6. (20 points) Read and review the posted paper “Adding bias to reduce variance in psychological results.”
Most of the mathematics here will be similar to what we’ve gone over in class but pay particular attention
to Section 3: Examples. Answer the following questions, in detail. You should be able to write a detailed
paragraph about each of at least three or four complete sentences with
a. What is the size of the dataset relative to the number of independent variables?
b. Is there evidence of overfitting in their dataset?
c. How are regularized regression techniques being used in their examples?
d. How do the results of regularized regression differ from the OLS model?
e. How do they evaluate the performance of each of the regularized regression techniques?
f.
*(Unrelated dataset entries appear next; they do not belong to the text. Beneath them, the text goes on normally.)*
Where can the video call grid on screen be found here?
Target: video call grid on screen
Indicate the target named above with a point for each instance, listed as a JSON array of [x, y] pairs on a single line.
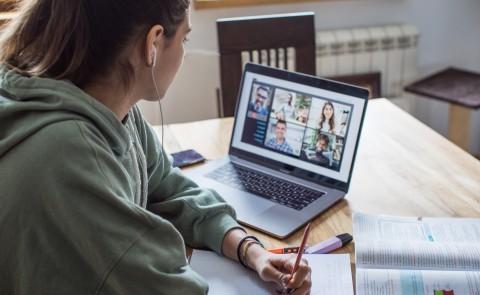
[[312, 134], [306, 130]]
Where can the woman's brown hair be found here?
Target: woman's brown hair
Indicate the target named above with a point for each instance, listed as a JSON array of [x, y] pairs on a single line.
[[81, 40]]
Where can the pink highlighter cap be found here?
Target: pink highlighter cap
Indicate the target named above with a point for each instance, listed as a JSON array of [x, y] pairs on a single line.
[[330, 245]]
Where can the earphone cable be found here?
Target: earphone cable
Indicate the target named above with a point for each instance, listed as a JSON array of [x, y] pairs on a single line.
[[158, 99]]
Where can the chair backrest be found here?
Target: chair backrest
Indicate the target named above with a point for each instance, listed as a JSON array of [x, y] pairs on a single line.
[[267, 40]]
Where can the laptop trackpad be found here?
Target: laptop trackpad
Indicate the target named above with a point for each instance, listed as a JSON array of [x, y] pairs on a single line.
[[245, 204]]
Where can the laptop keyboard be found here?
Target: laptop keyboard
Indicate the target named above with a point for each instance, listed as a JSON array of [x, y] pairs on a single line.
[[274, 189]]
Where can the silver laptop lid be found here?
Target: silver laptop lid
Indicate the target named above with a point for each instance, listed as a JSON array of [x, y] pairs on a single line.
[[302, 125]]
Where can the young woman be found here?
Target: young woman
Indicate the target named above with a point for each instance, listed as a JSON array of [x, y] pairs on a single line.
[[327, 118], [90, 202]]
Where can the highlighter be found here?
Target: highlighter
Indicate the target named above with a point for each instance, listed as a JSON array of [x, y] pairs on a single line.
[[330, 245]]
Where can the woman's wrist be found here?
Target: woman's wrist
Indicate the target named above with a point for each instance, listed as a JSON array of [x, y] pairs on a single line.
[[253, 256]]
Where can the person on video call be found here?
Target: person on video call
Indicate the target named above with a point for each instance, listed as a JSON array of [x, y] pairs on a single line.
[[327, 118], [323, 154], [279, 142], [90, 203], [258, 105], [287, 110]]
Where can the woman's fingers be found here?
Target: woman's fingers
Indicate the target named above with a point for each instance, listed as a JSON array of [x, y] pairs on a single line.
[[304, 289], [302, 273]]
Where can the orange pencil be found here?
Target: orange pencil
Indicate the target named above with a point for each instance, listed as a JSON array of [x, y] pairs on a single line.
[[301, 250]]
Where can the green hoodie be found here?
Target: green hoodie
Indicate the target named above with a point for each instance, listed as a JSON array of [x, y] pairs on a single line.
[[91, 205]]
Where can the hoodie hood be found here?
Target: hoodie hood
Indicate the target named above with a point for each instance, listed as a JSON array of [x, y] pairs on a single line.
[[28, 104]]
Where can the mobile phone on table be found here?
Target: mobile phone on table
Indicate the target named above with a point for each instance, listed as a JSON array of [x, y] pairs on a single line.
[[186, 158]]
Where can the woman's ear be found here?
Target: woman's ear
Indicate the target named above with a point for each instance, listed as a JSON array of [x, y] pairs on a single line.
[[153, 44]]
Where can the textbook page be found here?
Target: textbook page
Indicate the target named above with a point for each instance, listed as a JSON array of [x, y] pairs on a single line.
[[447, 230], [408, 282], [331, 274], [417, 255]]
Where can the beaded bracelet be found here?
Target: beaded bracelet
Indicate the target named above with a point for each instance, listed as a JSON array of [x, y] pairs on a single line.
[[239, 248]]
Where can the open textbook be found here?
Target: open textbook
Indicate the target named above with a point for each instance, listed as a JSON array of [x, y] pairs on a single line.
[[331, 275], [416, 256]]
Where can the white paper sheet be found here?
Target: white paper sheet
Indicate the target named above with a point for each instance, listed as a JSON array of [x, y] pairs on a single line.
[[331, 274]]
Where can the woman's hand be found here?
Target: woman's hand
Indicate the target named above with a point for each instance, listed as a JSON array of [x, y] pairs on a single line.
[[278, 267]]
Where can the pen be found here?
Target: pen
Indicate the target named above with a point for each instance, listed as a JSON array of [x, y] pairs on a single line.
[[330, 245], [300, 251], [286, 250]]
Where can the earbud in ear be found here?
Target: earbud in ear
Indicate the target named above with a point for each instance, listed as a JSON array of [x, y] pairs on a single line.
[[154, 56]]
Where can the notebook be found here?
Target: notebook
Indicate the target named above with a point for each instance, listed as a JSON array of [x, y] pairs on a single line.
[[331, 274], [292, 149]]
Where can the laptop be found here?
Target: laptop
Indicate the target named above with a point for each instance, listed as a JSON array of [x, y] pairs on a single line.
[[292, 148]]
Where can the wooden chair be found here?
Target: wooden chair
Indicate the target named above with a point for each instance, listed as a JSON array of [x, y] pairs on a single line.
[[269, 40]]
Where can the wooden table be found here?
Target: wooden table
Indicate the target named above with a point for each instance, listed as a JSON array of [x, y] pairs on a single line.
[[403, 168]]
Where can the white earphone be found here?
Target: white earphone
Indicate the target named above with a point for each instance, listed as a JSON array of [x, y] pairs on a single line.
[[154, 63], [154, 56]]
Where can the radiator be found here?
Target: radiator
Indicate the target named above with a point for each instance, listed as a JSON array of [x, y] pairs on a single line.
[[390, 50]]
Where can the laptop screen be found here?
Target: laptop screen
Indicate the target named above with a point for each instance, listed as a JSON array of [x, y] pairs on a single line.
[[307, 127]]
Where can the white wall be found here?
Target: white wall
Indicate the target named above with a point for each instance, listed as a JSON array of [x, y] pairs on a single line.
[[450, 35]]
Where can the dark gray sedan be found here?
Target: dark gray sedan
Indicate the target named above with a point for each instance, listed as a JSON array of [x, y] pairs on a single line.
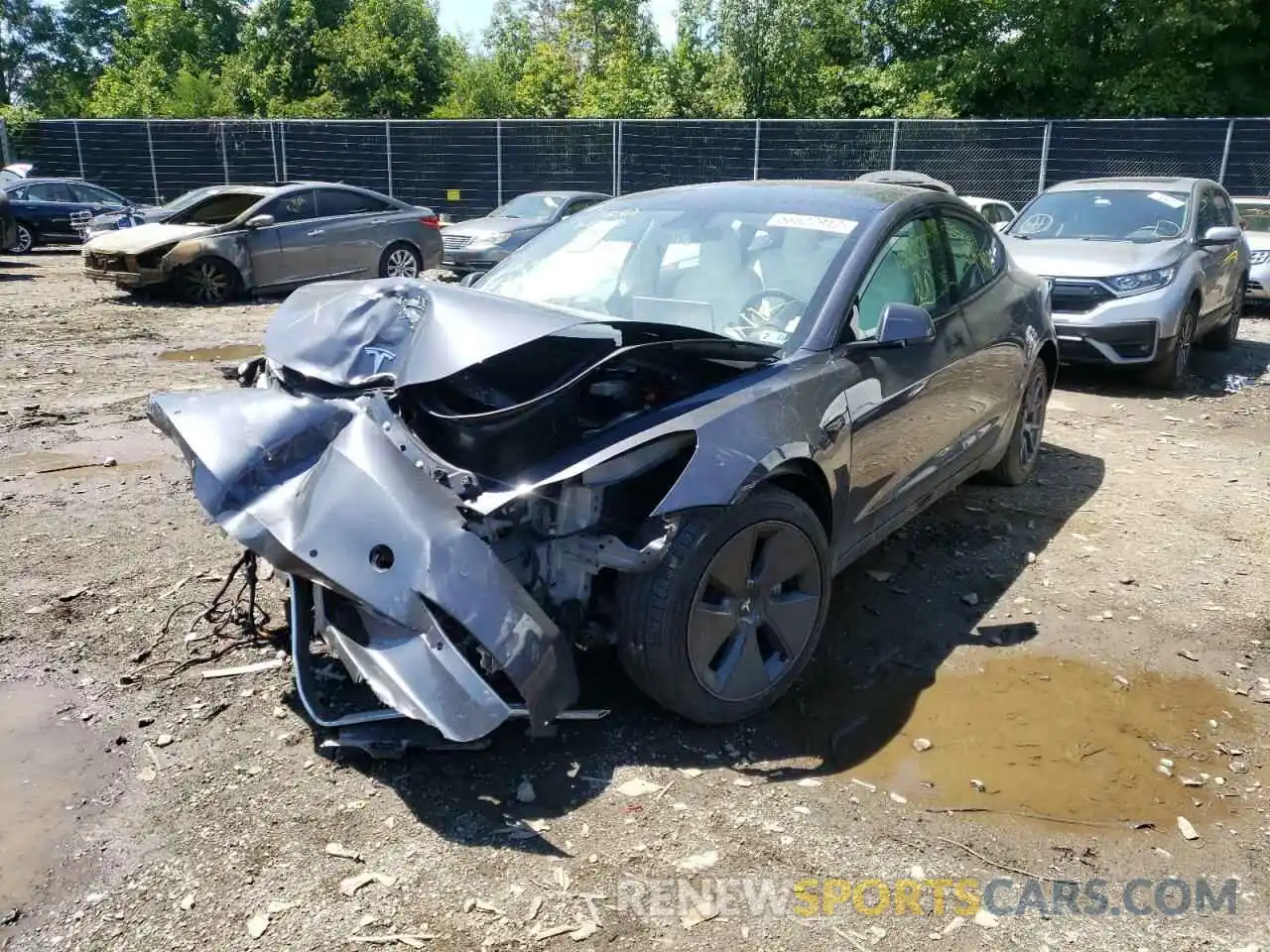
[[665, 425], [479, 244]]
Are there any issues that you can identify with the way that they are evaluating this
performance?
7. (5 Points) Post a comment to the “Lecture 1 & 2” discussion forum regarding a topic from lectures 1 & 2
and homeworks 1 & 2. In your post, describe what you found easiest to understand and also what you
found most difficult. Think about topics that you found most interesting, topics that you would like to
hear more about, or topics that you found confusing and you would like more clarification. Please also
take the time to respond to your classmates’ questions and comments (respectfully of course ☺).